Publicado em 12 de novembro de 2019 às 08:38

- Atualizado há um ano

. Crédito: Foto: Arquivo CORREIO

O Ministério da Agricultura  Pecuária e Abastecimento (Mapa) divulgou nesta segunda-feira (11) que os peixes recolhidos nas praias baianas que foram atingidas pelo óleo estão "próprios para o consumo". Em entrevista ao CORREIO, o diretor do Instituto de Biologia da Universidade Federal da Bahia (Ufba), Francisco Kelmo, afirmou que as informações divulgadas pelo governo fedreal são insuficientes para confirmar ou refutar a liberação para o consumo de pescado. Ele cobrou mais transparência da União na difusão dos dados.

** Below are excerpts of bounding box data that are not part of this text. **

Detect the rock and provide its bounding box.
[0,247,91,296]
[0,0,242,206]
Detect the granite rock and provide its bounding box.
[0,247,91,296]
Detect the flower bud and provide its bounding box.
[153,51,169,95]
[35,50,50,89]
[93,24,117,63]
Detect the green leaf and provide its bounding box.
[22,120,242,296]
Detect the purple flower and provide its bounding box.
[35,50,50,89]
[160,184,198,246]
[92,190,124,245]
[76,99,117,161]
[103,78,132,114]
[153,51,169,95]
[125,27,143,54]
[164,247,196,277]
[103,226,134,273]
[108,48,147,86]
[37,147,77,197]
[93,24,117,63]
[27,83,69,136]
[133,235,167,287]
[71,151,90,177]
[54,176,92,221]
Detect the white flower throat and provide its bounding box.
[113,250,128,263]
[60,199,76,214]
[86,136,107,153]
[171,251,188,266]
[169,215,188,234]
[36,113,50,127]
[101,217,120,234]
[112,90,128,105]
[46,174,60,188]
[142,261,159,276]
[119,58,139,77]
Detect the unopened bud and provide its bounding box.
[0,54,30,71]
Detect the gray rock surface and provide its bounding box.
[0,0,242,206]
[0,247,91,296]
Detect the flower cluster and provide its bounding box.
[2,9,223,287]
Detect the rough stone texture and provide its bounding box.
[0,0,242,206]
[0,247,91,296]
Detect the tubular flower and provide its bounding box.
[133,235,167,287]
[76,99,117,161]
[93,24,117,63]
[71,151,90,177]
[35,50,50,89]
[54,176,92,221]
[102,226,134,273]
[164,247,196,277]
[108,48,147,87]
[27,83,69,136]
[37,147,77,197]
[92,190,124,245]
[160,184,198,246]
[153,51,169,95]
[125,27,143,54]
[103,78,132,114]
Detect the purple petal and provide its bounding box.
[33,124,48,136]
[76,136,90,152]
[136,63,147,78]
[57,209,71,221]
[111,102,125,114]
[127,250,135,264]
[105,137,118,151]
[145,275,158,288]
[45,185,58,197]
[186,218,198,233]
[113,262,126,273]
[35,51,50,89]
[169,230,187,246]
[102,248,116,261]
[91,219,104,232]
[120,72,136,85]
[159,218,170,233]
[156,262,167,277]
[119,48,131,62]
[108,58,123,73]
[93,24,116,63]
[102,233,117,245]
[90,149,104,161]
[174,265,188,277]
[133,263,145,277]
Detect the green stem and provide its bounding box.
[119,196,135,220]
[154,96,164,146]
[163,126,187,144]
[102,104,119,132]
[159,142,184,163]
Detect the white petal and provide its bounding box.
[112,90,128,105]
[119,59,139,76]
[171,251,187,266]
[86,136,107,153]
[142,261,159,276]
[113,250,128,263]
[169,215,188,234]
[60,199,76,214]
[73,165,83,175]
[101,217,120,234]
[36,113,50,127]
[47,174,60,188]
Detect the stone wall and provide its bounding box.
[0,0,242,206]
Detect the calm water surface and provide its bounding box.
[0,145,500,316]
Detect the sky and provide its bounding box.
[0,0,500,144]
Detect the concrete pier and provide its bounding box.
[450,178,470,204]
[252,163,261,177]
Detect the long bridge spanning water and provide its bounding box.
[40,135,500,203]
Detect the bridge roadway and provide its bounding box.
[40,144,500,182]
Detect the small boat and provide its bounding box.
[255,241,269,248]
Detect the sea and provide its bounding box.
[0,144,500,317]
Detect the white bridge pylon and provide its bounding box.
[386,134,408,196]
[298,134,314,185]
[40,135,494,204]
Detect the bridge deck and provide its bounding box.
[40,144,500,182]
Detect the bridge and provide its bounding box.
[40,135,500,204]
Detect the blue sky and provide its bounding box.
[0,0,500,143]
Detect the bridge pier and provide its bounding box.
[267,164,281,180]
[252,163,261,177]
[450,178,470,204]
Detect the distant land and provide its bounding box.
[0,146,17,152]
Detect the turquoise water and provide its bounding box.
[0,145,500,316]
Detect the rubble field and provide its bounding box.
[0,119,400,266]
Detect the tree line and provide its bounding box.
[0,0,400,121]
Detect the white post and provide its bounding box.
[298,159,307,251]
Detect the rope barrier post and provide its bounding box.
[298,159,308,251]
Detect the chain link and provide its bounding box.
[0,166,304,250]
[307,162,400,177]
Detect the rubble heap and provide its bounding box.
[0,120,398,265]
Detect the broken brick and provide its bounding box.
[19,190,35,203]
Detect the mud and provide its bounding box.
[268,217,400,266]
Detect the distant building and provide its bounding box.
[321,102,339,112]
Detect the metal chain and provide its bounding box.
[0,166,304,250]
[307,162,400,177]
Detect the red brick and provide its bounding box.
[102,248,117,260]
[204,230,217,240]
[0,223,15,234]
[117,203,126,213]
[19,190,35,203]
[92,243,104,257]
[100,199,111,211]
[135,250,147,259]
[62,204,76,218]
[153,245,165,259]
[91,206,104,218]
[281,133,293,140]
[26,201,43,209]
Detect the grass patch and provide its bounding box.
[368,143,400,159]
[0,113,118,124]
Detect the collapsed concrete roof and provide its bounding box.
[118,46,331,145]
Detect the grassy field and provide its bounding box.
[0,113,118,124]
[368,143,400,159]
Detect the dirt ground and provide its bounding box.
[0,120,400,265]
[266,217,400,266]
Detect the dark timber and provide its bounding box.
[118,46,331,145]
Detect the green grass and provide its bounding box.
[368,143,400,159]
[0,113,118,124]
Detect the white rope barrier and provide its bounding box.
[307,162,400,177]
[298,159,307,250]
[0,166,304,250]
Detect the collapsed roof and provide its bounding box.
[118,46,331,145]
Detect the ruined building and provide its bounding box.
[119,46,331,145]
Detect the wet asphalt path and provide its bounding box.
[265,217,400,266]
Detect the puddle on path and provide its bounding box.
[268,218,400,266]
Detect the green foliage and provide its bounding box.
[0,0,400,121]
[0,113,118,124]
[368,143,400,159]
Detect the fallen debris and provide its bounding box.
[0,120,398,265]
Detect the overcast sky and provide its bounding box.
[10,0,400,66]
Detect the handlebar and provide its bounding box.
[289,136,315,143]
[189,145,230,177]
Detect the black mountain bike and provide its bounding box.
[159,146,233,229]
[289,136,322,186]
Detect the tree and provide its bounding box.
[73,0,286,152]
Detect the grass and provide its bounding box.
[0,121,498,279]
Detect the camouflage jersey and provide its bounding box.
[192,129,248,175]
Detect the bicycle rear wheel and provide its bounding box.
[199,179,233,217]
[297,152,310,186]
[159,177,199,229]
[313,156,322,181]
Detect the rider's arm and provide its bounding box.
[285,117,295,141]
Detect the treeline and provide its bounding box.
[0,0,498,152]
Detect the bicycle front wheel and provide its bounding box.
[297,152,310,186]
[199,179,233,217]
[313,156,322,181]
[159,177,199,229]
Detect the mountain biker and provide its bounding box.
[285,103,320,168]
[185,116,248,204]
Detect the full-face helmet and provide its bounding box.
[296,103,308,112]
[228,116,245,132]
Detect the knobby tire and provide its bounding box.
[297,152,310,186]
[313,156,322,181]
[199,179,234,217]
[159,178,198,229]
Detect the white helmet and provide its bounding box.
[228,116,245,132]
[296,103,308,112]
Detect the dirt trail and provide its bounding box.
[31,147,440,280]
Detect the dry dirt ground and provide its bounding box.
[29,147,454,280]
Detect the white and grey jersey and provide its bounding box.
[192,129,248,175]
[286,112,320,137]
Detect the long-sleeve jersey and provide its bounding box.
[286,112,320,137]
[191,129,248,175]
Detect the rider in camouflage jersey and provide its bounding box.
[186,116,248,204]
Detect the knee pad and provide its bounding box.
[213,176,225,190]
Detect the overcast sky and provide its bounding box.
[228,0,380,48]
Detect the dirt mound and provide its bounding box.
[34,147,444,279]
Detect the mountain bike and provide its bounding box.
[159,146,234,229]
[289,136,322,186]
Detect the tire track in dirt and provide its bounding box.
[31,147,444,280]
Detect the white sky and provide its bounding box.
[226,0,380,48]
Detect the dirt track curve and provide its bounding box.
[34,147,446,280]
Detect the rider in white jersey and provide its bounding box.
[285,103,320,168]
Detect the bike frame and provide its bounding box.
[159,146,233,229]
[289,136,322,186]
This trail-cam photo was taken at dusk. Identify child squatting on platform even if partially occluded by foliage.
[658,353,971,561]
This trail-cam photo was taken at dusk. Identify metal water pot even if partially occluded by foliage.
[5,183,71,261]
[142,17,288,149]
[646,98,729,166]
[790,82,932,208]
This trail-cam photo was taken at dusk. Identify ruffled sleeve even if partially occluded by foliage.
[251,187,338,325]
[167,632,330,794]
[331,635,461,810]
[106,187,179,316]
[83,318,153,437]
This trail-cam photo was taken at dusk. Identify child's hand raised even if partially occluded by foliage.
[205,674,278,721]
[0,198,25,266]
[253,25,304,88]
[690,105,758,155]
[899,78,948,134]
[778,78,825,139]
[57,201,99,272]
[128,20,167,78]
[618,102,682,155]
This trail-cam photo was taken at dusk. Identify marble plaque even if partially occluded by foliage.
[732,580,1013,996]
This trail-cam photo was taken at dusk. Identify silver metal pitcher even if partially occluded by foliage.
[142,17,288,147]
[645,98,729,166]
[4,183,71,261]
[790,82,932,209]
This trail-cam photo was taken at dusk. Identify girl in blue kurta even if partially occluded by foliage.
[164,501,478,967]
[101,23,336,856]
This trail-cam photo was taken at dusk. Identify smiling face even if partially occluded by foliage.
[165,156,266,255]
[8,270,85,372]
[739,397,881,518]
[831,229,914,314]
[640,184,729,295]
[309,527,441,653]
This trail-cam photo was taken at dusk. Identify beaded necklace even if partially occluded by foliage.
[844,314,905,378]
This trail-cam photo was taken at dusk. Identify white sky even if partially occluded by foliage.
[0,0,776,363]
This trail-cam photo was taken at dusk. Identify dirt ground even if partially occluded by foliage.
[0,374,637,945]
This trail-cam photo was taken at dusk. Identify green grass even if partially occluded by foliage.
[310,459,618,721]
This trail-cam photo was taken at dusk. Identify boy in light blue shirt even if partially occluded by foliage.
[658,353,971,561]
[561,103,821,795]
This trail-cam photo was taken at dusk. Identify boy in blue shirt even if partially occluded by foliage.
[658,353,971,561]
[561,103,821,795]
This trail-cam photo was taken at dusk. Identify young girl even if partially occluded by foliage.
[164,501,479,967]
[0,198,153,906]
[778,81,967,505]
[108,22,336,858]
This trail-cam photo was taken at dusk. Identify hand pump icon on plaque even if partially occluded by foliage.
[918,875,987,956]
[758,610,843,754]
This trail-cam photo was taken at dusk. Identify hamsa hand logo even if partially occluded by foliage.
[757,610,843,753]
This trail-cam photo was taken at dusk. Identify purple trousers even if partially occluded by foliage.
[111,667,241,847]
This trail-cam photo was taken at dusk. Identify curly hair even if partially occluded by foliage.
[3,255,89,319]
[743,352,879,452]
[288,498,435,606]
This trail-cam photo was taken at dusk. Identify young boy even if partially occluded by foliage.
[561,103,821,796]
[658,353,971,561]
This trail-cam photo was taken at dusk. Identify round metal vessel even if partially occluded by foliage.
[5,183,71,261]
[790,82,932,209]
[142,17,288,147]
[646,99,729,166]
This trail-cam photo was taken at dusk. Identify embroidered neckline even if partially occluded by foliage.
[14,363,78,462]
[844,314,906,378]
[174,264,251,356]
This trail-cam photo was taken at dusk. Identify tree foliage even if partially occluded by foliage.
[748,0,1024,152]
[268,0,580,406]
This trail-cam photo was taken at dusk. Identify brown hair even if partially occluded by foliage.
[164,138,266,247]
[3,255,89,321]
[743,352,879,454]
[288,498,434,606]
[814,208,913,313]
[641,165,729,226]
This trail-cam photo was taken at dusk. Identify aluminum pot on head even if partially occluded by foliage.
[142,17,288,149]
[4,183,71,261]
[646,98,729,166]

“Eles não dizem em que parte do corpo do animal eles fizeram avaliação, se foi nos músculos ou se foi na bile, por exemplo. Eles não dizem quantos peixes foram avaliados. Não dizem como foi a coleta. Não revelam as concentrações que eles encontraram para dizer que os valores foram baixos, nem o método utilizado. A informação é muito vazia e não traz segurança. Não há dados suficientes para concordar ou refutar”, afirmou o pesquisador que coordena estudos relacionados ao assunto.  Pescados estão liberados para consumo, segundo Ministério (Foto: Arquivo CORREIO) O professor e pesquisador pediu que essas e outras informações sejam mais detalhadas. “Estamos falando da saúde das pessoas. Não sabemos as consequências que isso pode ter. O governo precisa ser mais transparente”, disse.

A afirmação do Ministério da Agricultura veio após um estudo da PUC-Rio encomendado pela pasta, que mostrou que os frutos do mar não oferecem risco de contaminação. Mas o professor Renato Carreira, coordenador do laboratório que participou da pesquisa, afirmou ao Uol que os dados não permitem dizer que a pesca esteja liberada, nem que não haja animais contaminados.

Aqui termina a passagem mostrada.